Republican Climate of Economic Oppression, Part One. Going Back to Slavery?

Despite Joe Biden’s outlandish statements last summer, it is almost impossible to return to the old days of black slavery. To do this, white masters would have to truly believe their black slaves are subhuman. Even most white conservatives know that black people are fully human, and many have black friends. So if slavery comes back, it will not be racially based.

But slavery could come back. Here’s how.

Right now, banks have almost unlimited freedom to treat debtors as they like. Recent Democratic legislation has limited this ability, but a future Republican administration might very well sweep these limitations and regulations away.  If you owe money to one or more banks, and if regulations were swept away, they could raise your interest rates or lower your credit limit singlehandedly for any reason or no reason. Bank of America lowered my credit limit even though I always paid more than the minimum, without exception. Okay, I got a payment in two days late back in 2003. But otherwise, my record is perfect. They lowered my credit limit (which I wasn’t going to actually use anyway) for no reason connected with me. But this did cause my credit score to go down—for no reason connected with me. Without regulation, banks can also invent new fees. For example, some banks suggested a minimum-balance fee for those of us who have paid down our debts; if you have less than $1500 balance, you may have to pay a fee. Only federal regulation now prevents this.

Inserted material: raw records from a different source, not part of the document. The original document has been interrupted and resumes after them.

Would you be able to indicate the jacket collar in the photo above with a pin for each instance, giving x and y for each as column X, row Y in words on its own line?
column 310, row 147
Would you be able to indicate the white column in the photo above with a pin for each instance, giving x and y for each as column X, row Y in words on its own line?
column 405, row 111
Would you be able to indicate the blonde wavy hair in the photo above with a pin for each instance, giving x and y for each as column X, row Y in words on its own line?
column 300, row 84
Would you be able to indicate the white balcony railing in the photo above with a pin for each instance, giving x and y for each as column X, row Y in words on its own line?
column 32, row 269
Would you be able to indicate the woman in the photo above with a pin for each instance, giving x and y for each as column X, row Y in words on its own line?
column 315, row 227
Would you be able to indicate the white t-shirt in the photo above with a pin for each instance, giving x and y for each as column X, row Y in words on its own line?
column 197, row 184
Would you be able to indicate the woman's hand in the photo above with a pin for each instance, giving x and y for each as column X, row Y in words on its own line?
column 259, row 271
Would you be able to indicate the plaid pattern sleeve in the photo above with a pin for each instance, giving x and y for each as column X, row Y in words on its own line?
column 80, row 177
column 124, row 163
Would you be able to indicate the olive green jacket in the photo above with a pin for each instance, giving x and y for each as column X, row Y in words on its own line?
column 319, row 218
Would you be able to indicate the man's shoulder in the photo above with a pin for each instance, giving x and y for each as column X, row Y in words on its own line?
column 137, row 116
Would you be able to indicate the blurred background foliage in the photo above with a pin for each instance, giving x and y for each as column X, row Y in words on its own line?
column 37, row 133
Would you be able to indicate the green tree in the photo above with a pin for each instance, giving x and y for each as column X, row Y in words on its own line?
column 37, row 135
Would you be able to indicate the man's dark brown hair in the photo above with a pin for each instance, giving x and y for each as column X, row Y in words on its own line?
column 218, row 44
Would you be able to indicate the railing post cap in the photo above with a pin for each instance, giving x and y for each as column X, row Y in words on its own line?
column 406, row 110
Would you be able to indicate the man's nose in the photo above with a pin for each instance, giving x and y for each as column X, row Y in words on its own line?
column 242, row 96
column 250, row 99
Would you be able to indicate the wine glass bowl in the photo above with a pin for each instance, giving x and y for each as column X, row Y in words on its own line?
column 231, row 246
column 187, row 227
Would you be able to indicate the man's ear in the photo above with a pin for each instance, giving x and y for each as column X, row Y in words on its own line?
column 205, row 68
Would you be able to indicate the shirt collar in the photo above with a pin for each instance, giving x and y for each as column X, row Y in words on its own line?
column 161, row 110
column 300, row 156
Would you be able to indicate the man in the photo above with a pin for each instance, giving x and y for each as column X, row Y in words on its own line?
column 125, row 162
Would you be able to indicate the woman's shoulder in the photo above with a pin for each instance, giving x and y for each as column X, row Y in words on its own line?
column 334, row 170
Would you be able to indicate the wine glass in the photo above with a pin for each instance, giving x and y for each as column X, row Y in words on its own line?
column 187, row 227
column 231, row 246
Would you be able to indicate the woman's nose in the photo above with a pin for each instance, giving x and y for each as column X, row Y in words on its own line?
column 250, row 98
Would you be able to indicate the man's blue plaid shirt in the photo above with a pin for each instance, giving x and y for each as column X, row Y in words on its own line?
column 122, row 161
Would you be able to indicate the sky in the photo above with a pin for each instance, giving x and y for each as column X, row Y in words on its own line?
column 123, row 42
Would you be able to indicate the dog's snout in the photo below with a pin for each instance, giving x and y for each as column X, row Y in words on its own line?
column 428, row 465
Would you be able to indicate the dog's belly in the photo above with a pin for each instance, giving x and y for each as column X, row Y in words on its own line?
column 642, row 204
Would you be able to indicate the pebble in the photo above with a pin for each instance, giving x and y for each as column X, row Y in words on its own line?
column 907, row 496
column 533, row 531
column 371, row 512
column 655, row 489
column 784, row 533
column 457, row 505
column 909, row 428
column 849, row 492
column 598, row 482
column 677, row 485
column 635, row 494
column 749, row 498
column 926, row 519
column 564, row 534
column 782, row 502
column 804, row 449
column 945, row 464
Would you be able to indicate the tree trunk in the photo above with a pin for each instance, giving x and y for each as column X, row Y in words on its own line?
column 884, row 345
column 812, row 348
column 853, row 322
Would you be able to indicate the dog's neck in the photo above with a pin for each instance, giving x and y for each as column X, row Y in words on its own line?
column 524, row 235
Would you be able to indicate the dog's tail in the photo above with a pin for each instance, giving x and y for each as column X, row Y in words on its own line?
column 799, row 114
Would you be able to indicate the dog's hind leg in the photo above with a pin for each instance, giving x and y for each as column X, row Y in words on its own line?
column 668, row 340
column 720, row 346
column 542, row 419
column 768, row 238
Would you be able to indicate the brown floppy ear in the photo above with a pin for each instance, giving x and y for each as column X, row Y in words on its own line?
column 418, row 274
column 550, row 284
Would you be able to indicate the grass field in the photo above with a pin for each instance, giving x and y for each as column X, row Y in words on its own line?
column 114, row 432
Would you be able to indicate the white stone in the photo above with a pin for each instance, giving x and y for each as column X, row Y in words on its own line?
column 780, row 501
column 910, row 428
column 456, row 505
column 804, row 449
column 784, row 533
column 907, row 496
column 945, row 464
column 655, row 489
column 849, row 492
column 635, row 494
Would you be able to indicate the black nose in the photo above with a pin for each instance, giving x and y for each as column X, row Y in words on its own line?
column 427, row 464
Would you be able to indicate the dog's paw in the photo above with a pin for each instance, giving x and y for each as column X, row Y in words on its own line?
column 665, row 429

Banks could therefore, in the absence of regulation, manipulate people into a permanent state of debt. How can you ever pay them back? Before about 200 years ago, one way to do this was for the debtor to be sold into indentured servitude. That is, they would work for the creditor until the debt was paid off. However, the creditors manipulated the fees such that the debt could never actually be repaid. The indentured servant thus became a lifelong slave. The first black slaves were actually indentured servants, and by a process similar to what I have described, they turned into slaves. It could happen again, unless federal regulation prevents it. This time, the slaves would be a multiracial group of poor people, virtually (not legally) owned by a multiracial group of rich people. Black people would be disproportionately but not exclusively in the slave category.

There are even more recent historical precedents. You remember the song Sixteen Tons? It is about coal miners who work all day but can never repay their debts to the coal mining company. “You load sixteen tons, whaddaya get? Another day older and deeper in debt. St. Peter don’t ya call me ‘cause I can’t go, I owe my soul to the company store.” Just substitute bank for mining company and you have a situation that could virtually (not legally) enslave millions of Americans.

And don’t think debtors would be offended by this. Many debtors really, really want a job; and if the creditor required them to work off their debts, this would be the equivalent of being given a job. Many of them would jump at the chance. When the alternative is economic ruin, indentured servitude might look pretty good. Right now, Mexicans risk death to cross the border into the USA mainly for economic reasons. Compared to the travail of the undocumented Mexicans, indentured servitude—even if it turns into a lifelong commitment—looks pretty easy. Requiring indentured servitude might also be a way of reducing or even eliminating welfare, something that conservative Republicans will stop at nothing to do.

Lincoln said that a nation cannot survive half slave and half free. He was wrong, I suspect. I suspect the USA may survive as a nation 90 percent indentured and 10 percent free.